4. A sprayer in accordance with any one of the preceding claims, wherein the last cavity in the series of cavities has a circular cross section, and where the centre line of one or multiple openings or channels connecting the last cavity to the second last cavity in the series of internal cavities intersects with a tangent to the circular last cavity at an angle between 0-45 degrees.

5. A sprayer in accordance with any one of the preceding claims, wherein the sprayer body has a rotationally symmetrical shape, and the angular extent of the slot-shaped openings together cover the whole circular area surrounding the sprayer body, and where the slot-shaped openings each have a width of 0,0005m to 0,002m, and where the centerline of the slot shaped openings have an angle of 0- 45 degrees to a centerline of the sprayer body.

6. A sprayer in accordance with any one of the preceding claims, wherein the sprayer body at the end opposite the outlet opening of surface has an enlarged cross-sectional area.

7. A sprayer in accordance with any one of the preceding claims, wherein at least a portion of the outside surface of the sprayer body is formed with a thread for connecting the sprayer body to a threaded water supply port.

8. A sprayer in accordance with any one of the preceding claims, wherein the sprayer in the one end forms a hydraulic seal.
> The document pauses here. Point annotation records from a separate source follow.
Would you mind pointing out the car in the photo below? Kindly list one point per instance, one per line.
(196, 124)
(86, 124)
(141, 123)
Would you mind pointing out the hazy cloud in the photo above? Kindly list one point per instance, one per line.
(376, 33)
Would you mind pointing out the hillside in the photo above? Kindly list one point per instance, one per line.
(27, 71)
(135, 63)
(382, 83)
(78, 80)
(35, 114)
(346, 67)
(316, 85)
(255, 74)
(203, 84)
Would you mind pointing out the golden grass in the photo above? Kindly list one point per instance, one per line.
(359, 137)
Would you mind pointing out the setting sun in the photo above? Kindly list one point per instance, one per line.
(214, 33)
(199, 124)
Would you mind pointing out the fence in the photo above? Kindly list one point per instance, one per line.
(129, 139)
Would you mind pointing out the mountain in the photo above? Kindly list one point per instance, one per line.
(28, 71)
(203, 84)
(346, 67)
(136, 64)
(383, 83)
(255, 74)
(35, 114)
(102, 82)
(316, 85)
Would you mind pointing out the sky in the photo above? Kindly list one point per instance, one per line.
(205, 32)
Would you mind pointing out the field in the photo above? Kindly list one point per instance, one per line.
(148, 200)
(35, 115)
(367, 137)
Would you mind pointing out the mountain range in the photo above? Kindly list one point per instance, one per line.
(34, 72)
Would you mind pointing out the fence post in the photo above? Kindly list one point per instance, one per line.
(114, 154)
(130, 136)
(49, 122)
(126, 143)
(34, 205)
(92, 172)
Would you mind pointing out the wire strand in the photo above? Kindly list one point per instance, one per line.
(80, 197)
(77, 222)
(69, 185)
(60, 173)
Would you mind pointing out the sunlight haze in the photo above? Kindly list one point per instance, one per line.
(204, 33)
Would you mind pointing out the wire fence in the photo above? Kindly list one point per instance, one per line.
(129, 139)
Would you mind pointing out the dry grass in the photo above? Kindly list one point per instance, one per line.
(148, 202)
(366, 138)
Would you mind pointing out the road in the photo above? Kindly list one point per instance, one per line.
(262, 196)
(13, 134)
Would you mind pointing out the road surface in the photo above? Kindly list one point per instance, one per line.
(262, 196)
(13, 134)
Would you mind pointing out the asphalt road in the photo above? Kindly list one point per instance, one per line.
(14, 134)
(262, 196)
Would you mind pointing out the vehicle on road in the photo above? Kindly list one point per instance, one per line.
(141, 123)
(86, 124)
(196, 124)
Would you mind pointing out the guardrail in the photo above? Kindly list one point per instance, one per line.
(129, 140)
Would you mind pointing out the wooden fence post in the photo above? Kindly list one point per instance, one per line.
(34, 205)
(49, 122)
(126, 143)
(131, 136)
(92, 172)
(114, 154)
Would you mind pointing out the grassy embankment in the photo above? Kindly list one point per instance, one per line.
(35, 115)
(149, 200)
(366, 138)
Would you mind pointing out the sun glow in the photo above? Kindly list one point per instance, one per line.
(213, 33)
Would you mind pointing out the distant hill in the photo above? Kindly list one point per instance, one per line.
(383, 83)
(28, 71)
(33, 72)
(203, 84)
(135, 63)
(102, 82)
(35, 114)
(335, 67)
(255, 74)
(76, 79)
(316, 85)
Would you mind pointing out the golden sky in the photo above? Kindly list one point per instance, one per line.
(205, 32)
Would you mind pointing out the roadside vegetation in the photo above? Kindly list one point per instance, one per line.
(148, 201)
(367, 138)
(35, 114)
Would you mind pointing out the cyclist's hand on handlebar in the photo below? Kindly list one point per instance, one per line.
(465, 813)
9. A sprayer in accordance with any one of the preceding claims, wherein the sprayer body has the shape of a shaft cartridge in a low pressure water mist sprinkler having automatic heat release from heat of fire.

10. A sprayer in accordance with any one of the preceding claims, wherein the sprayer body has the shape of a cartridge which is located in a housing having a heat release element, and an electrical resistance heat element.